Piège n°1 : La violation de la « règle 80/20 »

La physiologie de l’effort recommande qu’environ 80 % du volume d’entraînement se fasse à basse intensité (zones 1 à 2), et seulement 20 % à intensité moyenne ou élevée. De nombreux coureurs amateurs ont en réalité une répartition où plus de 50 % se situe à intensité moyenne ou élevée (le « piège de l’intensité moyenne »), ce qui ne stimule pas suffisamment le VO2max tout en accumulant trop de fatigue, pour un bénéfice minimal.

Piège n°2 : L’augmentation de charge avant une course

Augmenter le volume ou l’intensité 2 à 4 semaines avant une course pour tenter de « rattraper le retard ». C’est le moyen le plus rapide d’arriver blessé sur la ligne de départ.

Piège n°3 : Ignorer les semaines de récupération

De nombreux plans d’entraînement recommandent une semaine de réduction (volume réduit de 40 à 50 %) toutes les 3 à 4 semaines. Beaucoup de coureurs sautent cette semaine parce qu’ils « se sentent bien », sans savoir que la fatigue s’accumule en silence.

Piège n°4 : L’esprit de comparaison

Voir le journal d’entraînement d’un camarade avec une intensité plus élevée, ou constater le volume de préparation des autres avant une course, et augmenter soudainement sa propre intensité. Les différences individuelles signifient qu’un même volume d’entraînement a des effets radicalement différents d’une personne à l’autre.

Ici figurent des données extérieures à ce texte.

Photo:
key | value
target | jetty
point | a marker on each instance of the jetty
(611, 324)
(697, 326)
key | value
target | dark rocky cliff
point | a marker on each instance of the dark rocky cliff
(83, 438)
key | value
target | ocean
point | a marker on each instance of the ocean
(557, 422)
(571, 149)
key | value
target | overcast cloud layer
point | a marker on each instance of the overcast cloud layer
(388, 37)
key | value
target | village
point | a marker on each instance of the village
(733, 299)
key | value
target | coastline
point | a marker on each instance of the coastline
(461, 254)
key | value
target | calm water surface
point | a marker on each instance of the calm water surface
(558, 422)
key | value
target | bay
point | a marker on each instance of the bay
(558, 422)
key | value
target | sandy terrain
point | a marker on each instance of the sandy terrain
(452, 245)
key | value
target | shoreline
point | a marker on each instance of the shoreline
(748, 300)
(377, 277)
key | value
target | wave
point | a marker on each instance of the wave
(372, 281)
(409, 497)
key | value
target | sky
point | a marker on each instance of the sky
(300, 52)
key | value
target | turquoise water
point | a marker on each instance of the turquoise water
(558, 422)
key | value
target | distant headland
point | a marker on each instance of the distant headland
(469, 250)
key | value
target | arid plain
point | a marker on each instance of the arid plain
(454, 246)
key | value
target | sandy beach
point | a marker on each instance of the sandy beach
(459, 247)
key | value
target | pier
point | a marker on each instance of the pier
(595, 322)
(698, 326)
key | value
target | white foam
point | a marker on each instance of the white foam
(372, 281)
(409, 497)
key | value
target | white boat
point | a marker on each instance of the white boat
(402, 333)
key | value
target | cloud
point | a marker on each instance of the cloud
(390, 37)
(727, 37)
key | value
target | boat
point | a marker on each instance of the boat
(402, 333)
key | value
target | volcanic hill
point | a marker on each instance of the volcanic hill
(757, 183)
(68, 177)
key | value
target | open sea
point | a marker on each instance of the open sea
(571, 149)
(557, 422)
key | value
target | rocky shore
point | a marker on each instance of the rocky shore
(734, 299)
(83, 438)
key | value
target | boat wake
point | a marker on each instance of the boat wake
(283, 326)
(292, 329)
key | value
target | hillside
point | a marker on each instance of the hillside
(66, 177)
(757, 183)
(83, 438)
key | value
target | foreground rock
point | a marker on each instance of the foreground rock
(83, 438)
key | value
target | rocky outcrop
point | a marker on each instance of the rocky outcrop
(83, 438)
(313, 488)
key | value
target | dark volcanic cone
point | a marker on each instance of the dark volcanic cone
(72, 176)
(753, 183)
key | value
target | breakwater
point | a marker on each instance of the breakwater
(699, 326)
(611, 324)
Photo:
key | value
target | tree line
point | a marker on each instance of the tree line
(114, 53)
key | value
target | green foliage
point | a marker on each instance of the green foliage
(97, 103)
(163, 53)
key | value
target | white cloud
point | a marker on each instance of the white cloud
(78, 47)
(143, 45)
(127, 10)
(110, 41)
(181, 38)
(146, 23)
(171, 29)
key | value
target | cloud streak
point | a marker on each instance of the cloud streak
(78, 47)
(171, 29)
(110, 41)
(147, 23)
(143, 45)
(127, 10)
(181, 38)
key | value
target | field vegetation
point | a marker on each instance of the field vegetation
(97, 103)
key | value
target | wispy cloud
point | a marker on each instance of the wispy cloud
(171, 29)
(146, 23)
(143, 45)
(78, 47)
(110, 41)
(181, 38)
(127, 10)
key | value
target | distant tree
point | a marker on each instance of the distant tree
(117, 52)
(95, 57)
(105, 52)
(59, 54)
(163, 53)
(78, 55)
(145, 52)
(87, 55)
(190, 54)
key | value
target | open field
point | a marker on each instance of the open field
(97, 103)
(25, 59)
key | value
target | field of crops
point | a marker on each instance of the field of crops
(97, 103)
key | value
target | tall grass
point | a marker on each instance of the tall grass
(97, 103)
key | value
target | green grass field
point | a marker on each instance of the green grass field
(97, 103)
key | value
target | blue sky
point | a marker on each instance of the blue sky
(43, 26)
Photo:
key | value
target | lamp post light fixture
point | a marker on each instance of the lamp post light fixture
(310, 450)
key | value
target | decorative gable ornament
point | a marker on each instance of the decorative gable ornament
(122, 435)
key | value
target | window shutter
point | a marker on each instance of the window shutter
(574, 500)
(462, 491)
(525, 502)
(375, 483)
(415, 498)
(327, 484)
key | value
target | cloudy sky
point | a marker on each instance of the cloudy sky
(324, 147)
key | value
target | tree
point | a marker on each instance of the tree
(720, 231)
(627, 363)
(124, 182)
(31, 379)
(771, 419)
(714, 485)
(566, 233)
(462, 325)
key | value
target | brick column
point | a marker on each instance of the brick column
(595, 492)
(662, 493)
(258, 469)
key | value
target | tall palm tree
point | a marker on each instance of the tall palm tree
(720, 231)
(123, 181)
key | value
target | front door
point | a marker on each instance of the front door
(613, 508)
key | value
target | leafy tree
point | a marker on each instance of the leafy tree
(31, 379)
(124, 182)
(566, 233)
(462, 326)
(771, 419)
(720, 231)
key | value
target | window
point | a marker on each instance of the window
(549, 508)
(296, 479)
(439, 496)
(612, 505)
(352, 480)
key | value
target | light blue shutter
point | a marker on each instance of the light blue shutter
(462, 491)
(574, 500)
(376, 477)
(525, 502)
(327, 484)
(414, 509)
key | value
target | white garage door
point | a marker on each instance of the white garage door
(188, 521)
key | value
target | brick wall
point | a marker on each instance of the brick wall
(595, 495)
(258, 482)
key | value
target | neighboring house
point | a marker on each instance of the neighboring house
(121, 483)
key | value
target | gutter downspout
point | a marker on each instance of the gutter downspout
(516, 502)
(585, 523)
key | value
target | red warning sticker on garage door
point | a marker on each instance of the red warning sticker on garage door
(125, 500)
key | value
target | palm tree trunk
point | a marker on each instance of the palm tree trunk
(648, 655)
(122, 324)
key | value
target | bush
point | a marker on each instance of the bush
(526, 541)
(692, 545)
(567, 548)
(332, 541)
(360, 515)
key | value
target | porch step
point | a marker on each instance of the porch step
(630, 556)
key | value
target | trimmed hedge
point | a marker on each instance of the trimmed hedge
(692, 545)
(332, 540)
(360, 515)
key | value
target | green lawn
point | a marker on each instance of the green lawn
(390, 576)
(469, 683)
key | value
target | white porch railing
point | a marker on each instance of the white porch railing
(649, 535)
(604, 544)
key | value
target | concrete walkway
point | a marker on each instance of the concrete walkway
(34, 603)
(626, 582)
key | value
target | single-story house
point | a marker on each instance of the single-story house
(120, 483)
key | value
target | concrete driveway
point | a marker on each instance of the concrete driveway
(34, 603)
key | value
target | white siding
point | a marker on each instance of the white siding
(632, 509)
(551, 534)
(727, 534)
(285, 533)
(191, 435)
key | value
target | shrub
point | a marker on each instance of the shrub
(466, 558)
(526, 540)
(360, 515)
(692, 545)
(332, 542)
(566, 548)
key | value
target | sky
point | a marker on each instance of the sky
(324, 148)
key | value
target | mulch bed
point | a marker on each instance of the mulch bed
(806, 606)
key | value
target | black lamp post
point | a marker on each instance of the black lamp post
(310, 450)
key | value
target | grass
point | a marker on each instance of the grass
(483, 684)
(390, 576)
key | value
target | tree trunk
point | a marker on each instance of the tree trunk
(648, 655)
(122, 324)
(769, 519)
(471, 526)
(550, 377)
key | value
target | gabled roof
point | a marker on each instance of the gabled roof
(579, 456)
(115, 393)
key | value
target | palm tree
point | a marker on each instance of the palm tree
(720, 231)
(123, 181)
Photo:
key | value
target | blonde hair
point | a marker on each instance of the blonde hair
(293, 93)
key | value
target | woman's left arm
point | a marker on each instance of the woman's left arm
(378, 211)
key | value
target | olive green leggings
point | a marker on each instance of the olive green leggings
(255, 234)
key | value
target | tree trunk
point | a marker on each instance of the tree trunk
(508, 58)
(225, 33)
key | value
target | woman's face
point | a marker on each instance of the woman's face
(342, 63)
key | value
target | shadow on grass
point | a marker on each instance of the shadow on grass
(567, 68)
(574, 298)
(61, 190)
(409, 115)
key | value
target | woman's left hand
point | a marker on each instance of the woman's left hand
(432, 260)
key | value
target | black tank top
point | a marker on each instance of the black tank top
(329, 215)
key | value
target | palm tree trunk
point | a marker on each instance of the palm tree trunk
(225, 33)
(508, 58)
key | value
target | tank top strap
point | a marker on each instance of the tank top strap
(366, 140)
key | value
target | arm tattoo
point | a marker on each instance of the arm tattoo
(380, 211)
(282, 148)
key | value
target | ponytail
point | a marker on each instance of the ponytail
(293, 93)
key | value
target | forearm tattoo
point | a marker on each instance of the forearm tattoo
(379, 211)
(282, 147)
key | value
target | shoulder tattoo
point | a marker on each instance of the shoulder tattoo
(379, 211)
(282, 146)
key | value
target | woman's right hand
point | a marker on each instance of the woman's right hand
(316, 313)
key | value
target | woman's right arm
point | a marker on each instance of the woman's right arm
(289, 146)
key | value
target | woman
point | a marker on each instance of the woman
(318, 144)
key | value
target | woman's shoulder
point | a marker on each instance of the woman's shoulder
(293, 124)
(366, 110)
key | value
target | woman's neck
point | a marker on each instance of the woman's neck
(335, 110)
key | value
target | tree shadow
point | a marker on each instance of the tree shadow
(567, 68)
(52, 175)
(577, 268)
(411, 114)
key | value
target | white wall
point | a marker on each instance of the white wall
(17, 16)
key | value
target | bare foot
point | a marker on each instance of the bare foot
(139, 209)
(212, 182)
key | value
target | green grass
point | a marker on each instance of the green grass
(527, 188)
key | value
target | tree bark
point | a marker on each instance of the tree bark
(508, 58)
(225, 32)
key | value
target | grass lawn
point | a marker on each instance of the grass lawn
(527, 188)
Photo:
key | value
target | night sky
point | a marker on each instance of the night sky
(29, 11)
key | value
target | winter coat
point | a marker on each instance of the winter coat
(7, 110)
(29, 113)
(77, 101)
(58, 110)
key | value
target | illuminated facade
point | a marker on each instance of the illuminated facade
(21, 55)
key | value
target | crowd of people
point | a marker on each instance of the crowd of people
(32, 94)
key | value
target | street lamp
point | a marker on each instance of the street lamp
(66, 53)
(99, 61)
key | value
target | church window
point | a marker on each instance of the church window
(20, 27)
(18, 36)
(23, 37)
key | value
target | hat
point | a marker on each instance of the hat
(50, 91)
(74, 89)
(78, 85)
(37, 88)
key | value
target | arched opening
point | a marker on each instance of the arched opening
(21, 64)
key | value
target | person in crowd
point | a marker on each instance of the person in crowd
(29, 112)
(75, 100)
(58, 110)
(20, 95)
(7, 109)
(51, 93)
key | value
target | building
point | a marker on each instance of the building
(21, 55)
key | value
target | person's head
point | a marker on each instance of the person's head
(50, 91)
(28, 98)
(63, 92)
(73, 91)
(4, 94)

Proportion sécuritaire de l’entraînement à haute intensité

Selon les recommandations du système d’entraînement VDOT, la répartition hebdomadaire par intensité est la suivante :

  • E (Endurance fondamentale) : 75 à 80 % du volume hebdomadaire total
  • M (Allure marathon) : pas plus de 15 % du volume hebdomadaire
  • T (Sortie tempo) : pas plus de 10 % du volume hebdomadaire, ou 40 minutes maximum
  • I (Intervalles) : pas plus de 8 à 10 km par semaine, 1 fois par semaine
  • R (Répétitions) : pas plus de 5 à 8 km par semaine, 1 fois par semaine

Gestion précoce des blessures

Principes de prise en charge précoce des blessures de course à pied (fascite plantaire, syndrome de la bandelette iliotibiale, fracture de fatigue du tibia, etc.) :

  • Arrêter de courir dès que la douleur atteint 3 sur une échelle de 10, ne pas forcer
  • Gonflement, ecchymose, douleur nocturne : consulter immédiatement un médecin pour exclure une fracture de fatigue
  • Réévaluer après 48 à 72 heures de repos : si amélioration, reprise prudente ; sinon, un examen d’imagerie est nécessaire

Conseils pratiques

  1. Tenir un journal d’entraînement et le revoir régulièrement : calculer chaque semaine la proportion de chaque intensité pour garantir la répartition 80/20
  2. Établir une référence de fréquence cardiaque au repos le matin, la noter chaque jour ; si elle dépasse la référence de plus de 5 bpm, réduire la charge
  3. Respecter strictement une semaine de réduction toutes les 3 à 4 semaines, sans la sauter même si l’on se sent bien
  4. Arrêter les séances d’intervalles 3 semaines avant une course, pour entrer dans la phase d’affûtage (Tapering)
  5. La reprise après blessure doit être aussi prudente que la préparation de course ; reprendre trop vite est la principale cause de nouvelle blessure

Conclusion

La clé de l’entraînement de vitesse n’est pas la quantité de haute intensité, mais l’équilibre entre haute et basse intensité. Protégez votre capacité d’entraînement pour que les progrès puissent durer. Le moyen le plus rapide de voir ses performances stagner, c’est de courir jusqu’à la blessure.